When Carver County set out to build a fiber optic network three years ago, the ultimate goal was connecting to the so-called 511 building in Minneapolis, considered the most wired building in Minnesota and a major source of fiber optic data transmission and reception.
"They call the 511 building a 'hotel' or hub," said Steve Taylor, Carver County's director of administrative services. "It's a nerve center for all the major Internet providers. ... Connecting to it would allow us to get better Internet access and rates."
But the very fact that the 511 building is so popular also creates a concern: What would happen if something happened to shut down the building or the fiber lines connecting it to Chicago?
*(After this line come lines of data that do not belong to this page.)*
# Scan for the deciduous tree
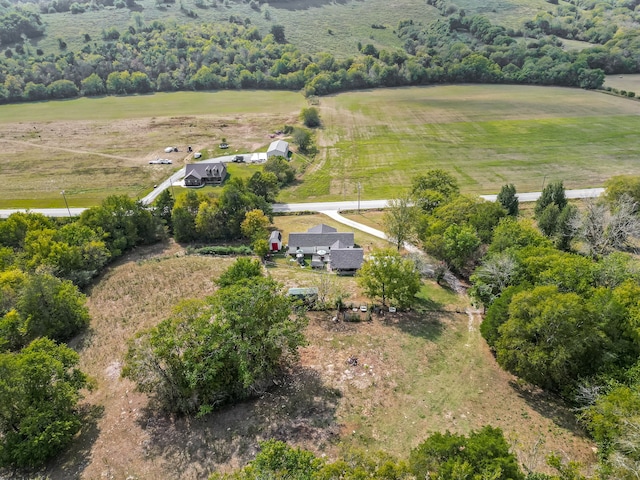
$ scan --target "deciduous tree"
[357,249,420,307]
[382,195,418,251]
[0,338,88,468]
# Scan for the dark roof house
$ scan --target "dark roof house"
[329,242,364,274]
[184,163,227,187]
[289,224,364,273]
[289,224,354,255]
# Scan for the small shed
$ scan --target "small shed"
[269,230,282,252]
[267,140,289,158]
[249,152,267,163]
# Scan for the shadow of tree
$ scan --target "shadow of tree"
[139,367,340,478]
[509,380,587,437]
[43,404,104,480]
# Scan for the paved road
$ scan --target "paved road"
[0,188,604,218]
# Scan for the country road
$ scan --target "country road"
[0,188,604,218]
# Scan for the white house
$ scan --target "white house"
[267,140,289,158]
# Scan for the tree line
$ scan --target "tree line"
[0,0,640,103]
[209,432,585,480]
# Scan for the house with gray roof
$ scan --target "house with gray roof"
[184,163,227,187]
[288,224,364,273]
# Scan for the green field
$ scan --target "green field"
[282,85,640,201]
[0,90,304,123]
[0,85,640,208]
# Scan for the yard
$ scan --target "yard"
[42,238,595,479]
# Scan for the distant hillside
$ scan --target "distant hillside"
[0,0,640,102]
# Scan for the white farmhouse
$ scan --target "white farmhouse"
[267,140,289,158]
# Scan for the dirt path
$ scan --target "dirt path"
[4,139,136,161]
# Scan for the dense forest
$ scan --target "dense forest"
[0,0,640,102]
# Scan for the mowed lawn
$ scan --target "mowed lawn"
[281,85,640,201]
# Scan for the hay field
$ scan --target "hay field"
[0,91,304,208]
[0,85,640,208]
[281,85,640,201]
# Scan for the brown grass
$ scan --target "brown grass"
[0,112,297,208]
[42,242,595,479]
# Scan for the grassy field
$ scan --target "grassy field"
[0,85,640,208]
[0,91,305,208]
[41,238,595,480]
[604,74,640,95]
[281,85,640,201]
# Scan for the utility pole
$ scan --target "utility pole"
[60,190,71,217]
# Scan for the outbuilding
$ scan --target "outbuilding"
[269,230,282,252]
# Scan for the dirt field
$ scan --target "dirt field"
[28,243,595,480]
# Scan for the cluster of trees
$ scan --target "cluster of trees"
[357,249,421,308]
[209,426,584,480]
[123,258,306,415]
[0,196,169,467]
[0,4,44,45]
[384,170,508,274]
[166,156,295,246]
[470,177,640,478]
[0,0,640,102]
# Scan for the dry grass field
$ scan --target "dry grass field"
[0,92,304,208]
[0,85,640,207]
[36,230,595,480]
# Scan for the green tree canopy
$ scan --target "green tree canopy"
[409,426,524,480]
[0,338,88,468]
[496,286,603,392]
[411,169,460,212]
[357,249,420,308]
[498,183,519,217]
[123,277,305,414]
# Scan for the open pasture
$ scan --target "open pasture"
[0,91,304,208]
[0,85,640,208]
[281,85,640,201]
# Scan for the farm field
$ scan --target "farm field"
[280,85,640,202]
[0,91,304,208]
[0,85,640,208]
[31,0,548,58]
[604,74,640,95]
[41,237,595,480]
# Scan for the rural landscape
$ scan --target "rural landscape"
[0,0,640,480]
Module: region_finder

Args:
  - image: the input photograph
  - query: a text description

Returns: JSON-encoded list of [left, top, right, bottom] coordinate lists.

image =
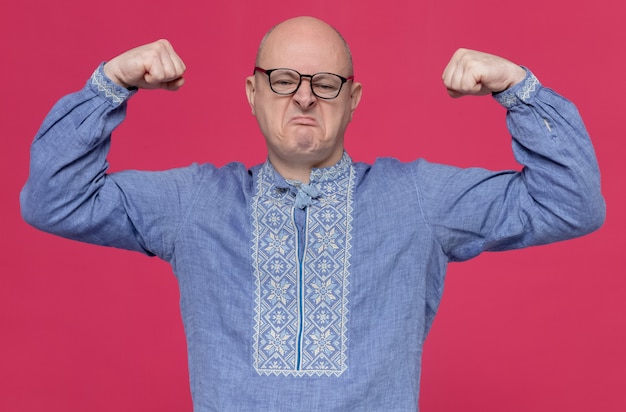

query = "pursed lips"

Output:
[[290, 116, 317, 126]]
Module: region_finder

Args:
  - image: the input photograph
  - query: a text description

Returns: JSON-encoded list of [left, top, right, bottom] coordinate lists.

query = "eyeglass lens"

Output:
[[269, 69, 343, 99]]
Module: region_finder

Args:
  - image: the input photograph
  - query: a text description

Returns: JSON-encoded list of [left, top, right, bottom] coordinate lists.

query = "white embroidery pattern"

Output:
[[252, 155, 355, 376], [494, 72, 541, 109], [91, 68, 124, 105]]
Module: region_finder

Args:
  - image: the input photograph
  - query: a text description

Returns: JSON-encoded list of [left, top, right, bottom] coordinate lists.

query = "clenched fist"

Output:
[[442, 49, 526, 97], [104, 40, 186, 90]]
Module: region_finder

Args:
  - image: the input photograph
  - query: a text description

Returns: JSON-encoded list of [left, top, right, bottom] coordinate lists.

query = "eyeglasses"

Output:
[[254, 67, 354, 100]]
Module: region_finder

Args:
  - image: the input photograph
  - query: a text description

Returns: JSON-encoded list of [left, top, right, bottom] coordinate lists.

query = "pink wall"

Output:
[[0, 0, 626, 412]]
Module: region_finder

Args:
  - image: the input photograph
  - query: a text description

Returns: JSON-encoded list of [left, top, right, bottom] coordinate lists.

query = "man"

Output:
[[21, 17, 604, 411]]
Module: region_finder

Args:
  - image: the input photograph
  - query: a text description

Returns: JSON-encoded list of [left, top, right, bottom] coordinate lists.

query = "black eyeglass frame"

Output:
[[253, 66, 354, 100]]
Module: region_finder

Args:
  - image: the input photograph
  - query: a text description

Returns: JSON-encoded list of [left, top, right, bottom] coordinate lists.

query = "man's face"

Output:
[[246, 18, 361, 175]]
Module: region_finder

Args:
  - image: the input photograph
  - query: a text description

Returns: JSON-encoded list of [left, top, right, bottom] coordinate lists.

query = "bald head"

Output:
[[256, 16, 354, 77]]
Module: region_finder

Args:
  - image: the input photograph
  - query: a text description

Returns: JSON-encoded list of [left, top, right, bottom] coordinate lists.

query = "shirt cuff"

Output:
[[493, 66, 543, 109], [89, 62, 137, 106]]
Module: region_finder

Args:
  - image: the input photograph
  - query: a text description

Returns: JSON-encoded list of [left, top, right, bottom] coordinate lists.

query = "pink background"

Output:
[[0, 0, 626, 412]]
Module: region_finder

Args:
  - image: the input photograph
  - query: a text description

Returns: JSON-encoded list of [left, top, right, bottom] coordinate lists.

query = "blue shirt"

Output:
[[21, 62, 604, 412]]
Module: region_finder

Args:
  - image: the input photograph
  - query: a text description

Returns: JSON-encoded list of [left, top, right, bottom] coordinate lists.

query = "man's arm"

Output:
[[20, 40, 201, 256], [414, 49, 605, 260]]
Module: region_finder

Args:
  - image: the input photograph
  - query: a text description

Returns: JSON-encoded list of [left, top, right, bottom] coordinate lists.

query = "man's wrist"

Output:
[[89, 62, 137, 106], [493, 66, 543, 109]]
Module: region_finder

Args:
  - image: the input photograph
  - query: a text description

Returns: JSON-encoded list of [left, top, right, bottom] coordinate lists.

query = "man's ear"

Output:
[[246, 75, 256, 116], [350, 82, 363, 120]]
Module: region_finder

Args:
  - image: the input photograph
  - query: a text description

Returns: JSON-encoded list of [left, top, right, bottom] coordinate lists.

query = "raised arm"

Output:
[[415, 49, 605, 260], [20, 40, 200, 255]]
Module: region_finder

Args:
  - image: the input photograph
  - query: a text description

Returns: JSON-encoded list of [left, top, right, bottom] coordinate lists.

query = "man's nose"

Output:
[[293, 77, 317, 109]]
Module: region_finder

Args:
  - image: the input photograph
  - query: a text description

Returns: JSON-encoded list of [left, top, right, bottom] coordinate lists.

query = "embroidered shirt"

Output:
[[21, 67, 604, 412]]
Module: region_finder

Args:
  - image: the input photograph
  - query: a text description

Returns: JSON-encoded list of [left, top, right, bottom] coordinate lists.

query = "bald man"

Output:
[[21, 17, 604, 411]]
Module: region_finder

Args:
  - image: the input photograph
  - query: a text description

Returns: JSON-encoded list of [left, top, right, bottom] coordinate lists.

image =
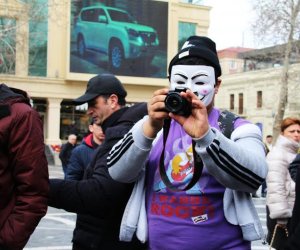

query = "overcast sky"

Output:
[[205, 0, 256, 50]]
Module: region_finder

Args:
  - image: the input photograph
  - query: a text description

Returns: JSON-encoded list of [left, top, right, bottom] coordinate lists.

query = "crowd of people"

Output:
[[0, 36, 300, 250]]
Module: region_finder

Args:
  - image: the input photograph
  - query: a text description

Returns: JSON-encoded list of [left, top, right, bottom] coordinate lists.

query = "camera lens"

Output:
[[165, 93, 183, 113]]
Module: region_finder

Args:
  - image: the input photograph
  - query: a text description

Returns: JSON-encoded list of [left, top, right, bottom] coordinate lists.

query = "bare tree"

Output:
[[253, 0, 300, 141], [0, 0, 68, 75]]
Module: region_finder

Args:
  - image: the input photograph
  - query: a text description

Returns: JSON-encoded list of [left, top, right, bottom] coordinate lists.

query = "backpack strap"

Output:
[[0, 104, 10, 119], [218, 110, 240, 139]]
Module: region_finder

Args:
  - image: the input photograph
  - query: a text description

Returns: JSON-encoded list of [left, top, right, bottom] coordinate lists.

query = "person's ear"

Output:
[[215, 78, 222, 94], [109, 94, 119, 109]]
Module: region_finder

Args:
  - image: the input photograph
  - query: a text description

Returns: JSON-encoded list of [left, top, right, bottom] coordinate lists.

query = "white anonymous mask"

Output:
[[170, 65, 216, 106]]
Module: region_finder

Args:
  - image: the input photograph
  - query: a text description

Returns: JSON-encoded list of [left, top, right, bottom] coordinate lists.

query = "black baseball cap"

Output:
[[73, 74, 127, 105], [168, 36, 222, 76]]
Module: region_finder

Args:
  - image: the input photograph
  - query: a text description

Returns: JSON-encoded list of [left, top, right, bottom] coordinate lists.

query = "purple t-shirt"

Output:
[[147, 109, 251, 250]]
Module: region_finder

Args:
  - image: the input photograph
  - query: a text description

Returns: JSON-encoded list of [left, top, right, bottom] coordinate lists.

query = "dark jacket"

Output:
[[286, 154, 300, 250], [49, 103, 147, 250], [0, 84, 49, 250], [59, 142, 77, 167], [66, 134, 98, 181]]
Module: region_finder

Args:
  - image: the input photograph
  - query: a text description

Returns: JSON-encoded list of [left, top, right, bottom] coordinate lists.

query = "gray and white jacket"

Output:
[[107, 117, 267, 242]]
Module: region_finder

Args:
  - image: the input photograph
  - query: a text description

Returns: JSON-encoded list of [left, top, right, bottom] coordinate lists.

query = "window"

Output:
[[229, 94, 234, 110], [256, 91, 262, 108], [0, 16, 16, 74], [229, 60, 237, 69], [238, 93, 244, 114]]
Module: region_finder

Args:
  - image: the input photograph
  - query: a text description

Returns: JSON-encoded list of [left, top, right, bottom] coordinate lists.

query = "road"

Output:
[[24, 166, 269, 250]]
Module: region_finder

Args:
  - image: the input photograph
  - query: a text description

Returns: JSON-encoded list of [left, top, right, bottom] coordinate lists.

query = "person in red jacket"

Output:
[[0, 84, 49, 250]]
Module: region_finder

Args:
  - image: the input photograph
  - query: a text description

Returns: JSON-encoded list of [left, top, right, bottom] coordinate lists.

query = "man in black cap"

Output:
[[108, 36, 267, 250], [49, 74, 147, 250]]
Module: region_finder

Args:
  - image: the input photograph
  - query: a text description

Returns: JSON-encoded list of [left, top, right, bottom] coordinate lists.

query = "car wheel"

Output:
[[77, 36, 86, 57], [109, 42, 124, 71]]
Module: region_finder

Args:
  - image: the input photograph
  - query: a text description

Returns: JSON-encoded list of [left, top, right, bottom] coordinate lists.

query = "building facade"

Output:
[[215, 46, 300, 137], [0, 0, 210, 144]]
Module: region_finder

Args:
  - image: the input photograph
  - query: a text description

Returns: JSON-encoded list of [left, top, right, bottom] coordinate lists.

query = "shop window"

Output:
[[229, 94, 234, 110], [28, 0, 48, 76], [238, 93, 244, 114], [0, 16, 16, 74], [256, 91, 262, 108]]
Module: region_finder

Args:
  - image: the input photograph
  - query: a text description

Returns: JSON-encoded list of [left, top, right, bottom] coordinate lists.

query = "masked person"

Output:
[[49, 74, 147, 250], [108, 36, 267, 250]]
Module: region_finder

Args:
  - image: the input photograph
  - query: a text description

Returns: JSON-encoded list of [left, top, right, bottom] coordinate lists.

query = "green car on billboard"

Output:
[[75, 5, 159, 72]]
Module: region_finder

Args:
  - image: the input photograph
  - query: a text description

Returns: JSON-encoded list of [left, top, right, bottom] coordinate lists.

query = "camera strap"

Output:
[[159, 119, 203, 192], [159, 110, 239, 192]]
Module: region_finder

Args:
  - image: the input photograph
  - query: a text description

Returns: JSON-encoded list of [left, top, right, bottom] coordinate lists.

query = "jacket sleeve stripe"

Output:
[[207, 140, 263, 188], [107, 133, 133, 167]]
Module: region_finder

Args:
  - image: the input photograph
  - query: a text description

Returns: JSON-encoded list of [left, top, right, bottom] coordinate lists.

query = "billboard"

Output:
[[70, 0, 168, 78]]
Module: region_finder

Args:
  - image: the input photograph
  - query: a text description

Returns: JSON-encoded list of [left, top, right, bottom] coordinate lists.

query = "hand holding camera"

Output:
[[165, 88, 192, 117]]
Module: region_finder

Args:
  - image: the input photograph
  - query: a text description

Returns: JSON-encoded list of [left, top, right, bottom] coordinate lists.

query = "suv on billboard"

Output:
[[75, 5, 159, 71]]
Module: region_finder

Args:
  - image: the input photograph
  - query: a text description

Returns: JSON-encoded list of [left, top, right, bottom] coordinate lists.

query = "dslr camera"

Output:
[[165, 88, 192, 117]]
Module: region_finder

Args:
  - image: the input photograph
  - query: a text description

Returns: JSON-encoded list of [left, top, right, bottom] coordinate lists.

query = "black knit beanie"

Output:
[[168, 36, 222, 77]]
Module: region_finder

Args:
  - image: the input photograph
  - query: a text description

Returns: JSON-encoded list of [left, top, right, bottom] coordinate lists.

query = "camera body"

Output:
[[165, 88, 192, 117]]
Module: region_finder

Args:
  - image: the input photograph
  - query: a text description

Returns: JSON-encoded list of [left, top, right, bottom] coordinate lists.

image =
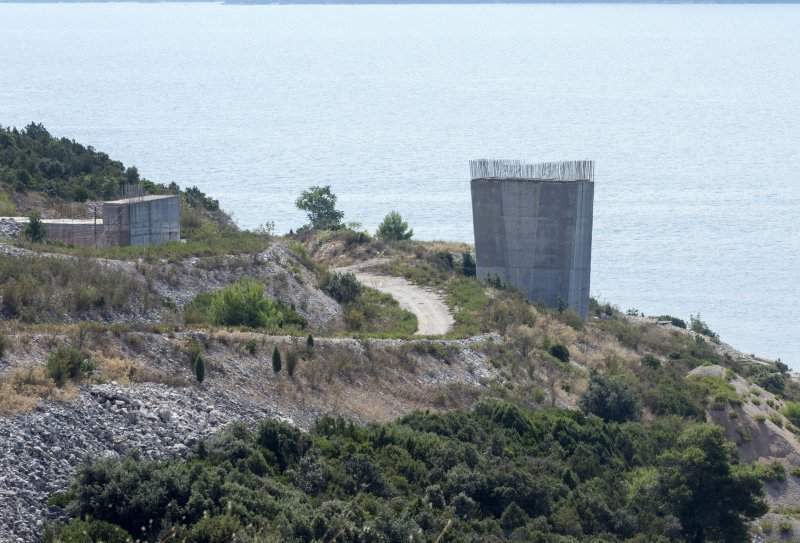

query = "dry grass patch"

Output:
[[90, 353, 188, 387], [0, 367, 78, 415]]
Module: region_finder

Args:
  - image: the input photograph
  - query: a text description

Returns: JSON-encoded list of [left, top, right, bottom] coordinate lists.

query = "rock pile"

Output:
[[0, 383, 291, 543]]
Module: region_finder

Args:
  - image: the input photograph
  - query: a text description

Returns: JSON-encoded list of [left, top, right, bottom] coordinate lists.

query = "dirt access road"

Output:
[[332, 258, 455, 336]]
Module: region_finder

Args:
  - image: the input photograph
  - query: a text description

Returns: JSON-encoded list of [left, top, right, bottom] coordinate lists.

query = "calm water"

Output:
[[0, 4, 800, 369]]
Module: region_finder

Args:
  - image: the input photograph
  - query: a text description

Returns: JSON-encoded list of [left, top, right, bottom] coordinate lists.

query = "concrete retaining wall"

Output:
[[472, 179, 594, 319]]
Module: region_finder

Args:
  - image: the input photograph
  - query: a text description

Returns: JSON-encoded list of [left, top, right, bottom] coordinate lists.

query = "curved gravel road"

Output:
[[332, 259, 455, 336]]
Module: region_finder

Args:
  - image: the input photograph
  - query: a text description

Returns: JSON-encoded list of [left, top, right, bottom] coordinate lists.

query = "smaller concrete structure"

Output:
[[103, 195, 181, 246], [26, 195, 181, 247]]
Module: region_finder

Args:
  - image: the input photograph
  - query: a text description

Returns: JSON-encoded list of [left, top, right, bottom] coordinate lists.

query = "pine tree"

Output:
[[194, 356, 206, 384], [272, 345, 281, 373]]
"You never want to have a single point of failure," Taylor said Wednesday, five months before Carver breaks ground on its $7.5 million fiber ring. "You can't rely on one line. I'm all for another 511 building for redundancy. I wouldn't mind five or six of them, in fact."
The city of Eagan shares that assessment, and it is willing to spend $2 million or more to back up its belief that the Twin Cities needs more "carrier hotel" facilities like the 511 building, which is also considered a high-security data center or "co-location" site -- a warehouse-sized structure that allows companies to move or store large volumes of information off-site.
"Data center space in the Twin Cities? There is not enough," said Andrew Cohill of Design Nine, a Virginia company hired to do consulting on broadband for Eagan.
According to a draft report to the Eagan City Council from a task force looking into bringing a data center to Eagan, the Twin Cities market is vastly under-served by high-level, carrier-neutral data centers to provide storage backup and house multiple Internet and communication firms.